I know the command date +"%Y%m%d" can change today's date to digit format as below .
$date +"%Y%m%d"
20071217
it works fine .
now I want to do it back . If I have a file like below, (in the file , there are three lines, and each line have ; sign , after the ; sign is the date ) , I want to change the date of the first line to the format Dec 17 , can advise what can i do ? thx
$vi myfile
aaa;20071217
bbb;20071217
ccc;20071254
Here is an example awk script which should help you achieve what you want to do
BEGIN {
months = "Jan,Feb,Mar,Apr,May,Jun,Jul,Aug,Sep,Oct,Nov,Dec"
split(months, month, ",")
FS = ";"
}
$2 != "" {
y = substr($2,1,4)
m = substr($2,5,2)
m+= 0
d = substr($2,7,2)
d+= 0
printf "%s %d, %s\n", month[m], d, y
}
If you are looking for something that works like the date command but on arbitrary dates: there is no such thing, at least not to my knowledge.
You can emulate dates behavior, though, fpmurphy has already shown you how.

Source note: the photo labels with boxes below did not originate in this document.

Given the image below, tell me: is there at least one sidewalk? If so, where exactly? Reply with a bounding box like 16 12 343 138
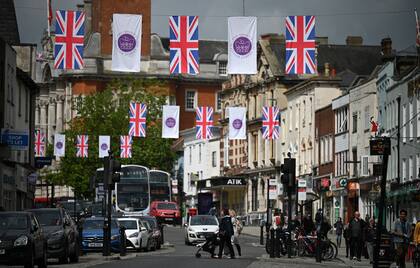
242 226 413 268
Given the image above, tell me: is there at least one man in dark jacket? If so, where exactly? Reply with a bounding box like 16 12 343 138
218 208 235 259
349 211 366 261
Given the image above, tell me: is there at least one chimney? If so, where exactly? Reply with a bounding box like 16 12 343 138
381 37 394 62
315 36 328 45
346 35 363 46
324 62 330 77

There are equivalent ways to achieve the same in shell script languages.
bakunin
best way is to parse it. if each field after the ; is exactly the same width - ie; first 4 digits are the year, next 2 digits are the month, and last 2 digits are the day, then it will be quite easy for you to convert with awk, or with a cut + date + case.
the last field may pose you issues though: 20071254
Man - December is going to be a long month this year!